Seeing Beyond The Horizon Vital In Tough Times

Farm meeting season gets a bit frenzied. I have heard concerns this winter about weather, about markets and about big problems in production agriculture like herbicide-resistant weeds.

The facts are often challenging, sometimes daunting.

One of the most important things I’ve heard lately was a quote from John Phipps, an editor with U.S. Farm Report. Phipps, at the North Dakota Soy Expo, observed that one of his lessons from the 1980s was that it was his friends and cohorts in farming — people he could talk to, who knew what he was going through — that allowed him to survive through a farm credit crisis.

Phipps is right. It’s people that get you through.

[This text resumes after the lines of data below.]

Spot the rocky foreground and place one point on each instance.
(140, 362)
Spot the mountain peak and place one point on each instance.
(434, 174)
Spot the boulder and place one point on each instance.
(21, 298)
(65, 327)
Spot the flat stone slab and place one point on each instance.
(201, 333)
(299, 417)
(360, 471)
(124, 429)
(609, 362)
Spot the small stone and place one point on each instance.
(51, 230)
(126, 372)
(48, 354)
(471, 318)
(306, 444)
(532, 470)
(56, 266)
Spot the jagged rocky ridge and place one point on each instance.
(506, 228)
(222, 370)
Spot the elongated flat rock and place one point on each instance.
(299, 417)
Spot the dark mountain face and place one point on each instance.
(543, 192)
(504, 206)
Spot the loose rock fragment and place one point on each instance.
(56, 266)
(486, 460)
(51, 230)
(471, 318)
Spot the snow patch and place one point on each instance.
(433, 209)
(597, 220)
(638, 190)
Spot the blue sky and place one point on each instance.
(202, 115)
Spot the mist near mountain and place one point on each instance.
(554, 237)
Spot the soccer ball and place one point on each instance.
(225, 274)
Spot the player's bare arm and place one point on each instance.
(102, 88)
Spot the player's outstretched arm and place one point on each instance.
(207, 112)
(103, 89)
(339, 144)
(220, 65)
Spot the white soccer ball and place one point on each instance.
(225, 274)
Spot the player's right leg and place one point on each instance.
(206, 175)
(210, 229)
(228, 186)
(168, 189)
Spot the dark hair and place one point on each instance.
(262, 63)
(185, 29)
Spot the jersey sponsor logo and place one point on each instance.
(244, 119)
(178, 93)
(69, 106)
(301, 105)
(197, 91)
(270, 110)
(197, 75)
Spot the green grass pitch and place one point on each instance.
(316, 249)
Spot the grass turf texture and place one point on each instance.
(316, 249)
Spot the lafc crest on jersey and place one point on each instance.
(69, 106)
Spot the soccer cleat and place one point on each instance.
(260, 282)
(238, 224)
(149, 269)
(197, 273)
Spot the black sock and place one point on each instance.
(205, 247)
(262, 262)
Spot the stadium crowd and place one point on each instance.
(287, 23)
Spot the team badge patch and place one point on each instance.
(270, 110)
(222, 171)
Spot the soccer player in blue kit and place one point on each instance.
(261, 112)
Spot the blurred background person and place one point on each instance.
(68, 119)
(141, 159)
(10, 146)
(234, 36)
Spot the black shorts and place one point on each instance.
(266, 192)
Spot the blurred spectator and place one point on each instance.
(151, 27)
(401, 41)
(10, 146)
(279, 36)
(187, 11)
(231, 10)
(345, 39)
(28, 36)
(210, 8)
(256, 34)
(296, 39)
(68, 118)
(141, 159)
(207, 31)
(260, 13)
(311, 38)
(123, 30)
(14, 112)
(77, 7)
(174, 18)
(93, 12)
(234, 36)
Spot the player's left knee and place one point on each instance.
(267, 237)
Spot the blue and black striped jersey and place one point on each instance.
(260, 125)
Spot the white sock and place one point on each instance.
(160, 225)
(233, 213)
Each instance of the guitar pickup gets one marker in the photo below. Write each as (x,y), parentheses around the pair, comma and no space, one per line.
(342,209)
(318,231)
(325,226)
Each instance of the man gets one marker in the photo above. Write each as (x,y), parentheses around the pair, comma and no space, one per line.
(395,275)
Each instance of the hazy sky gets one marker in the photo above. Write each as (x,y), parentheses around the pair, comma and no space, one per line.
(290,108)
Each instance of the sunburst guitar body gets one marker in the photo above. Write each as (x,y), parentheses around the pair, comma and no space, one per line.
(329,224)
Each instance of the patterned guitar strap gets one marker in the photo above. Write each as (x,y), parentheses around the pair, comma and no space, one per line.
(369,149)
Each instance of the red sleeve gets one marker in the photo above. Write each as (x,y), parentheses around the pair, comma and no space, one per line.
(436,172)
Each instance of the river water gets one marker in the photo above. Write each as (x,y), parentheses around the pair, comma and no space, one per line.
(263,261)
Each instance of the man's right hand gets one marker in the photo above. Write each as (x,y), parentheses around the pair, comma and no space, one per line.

Sometimes we starve our imaginations reaching for the wrong things. People need a certain amount of money, of course. (Farming is supposed to generate that.) But to be successful human beings we need to have the imagination and listening to the colleagues who have multi-generational goals in mind.

Along the same lines, Carl Peterson of Peterson Farms Seeds, hosting a Regional Weed Resistance Symposium, talked about how he became aware of the weed resistance challenges facing other parts of the country, and about his concern for tomorrow — what kind of weed protection farmers will have available to them in the future.

John and Carl  deal with agricultural issues in the long term, but their messages sunk in with me. Farm meetings get the agricultural community together so we can get through.

A glimpse of the future near West Fargo, N.D. on June 23, 2015. -- Photo by Mikkel Pates
A glimpse of the future near West Fargo, N.D. on June 23, 2015. — Photo by Mikkel Pates

1 Response

  1. The 80’s sucked. Hail storms, drought, interest rates, $2.50 wheat and an issue with alcohol all contributed to a fourth generation youngest of five boys having to discontinue farming in 1989. When I think of it and your article reminded me, I’m bitter and cynical. Weather, bankers and government policies (JC and his wheat embargo) are things beyond any farmers control.

    Whew, I snapped out of it. On the bright side Mikkel. I haven’t taken a drink in over twenty years and I went on from farming to successes in other businesses. I’m still in North Dakota and I managed to hang on to the original quarter of land that my Great Grandfather started out on in 1882. I see tough times ahead for farmers and as usual the young ones are probably ill prepared.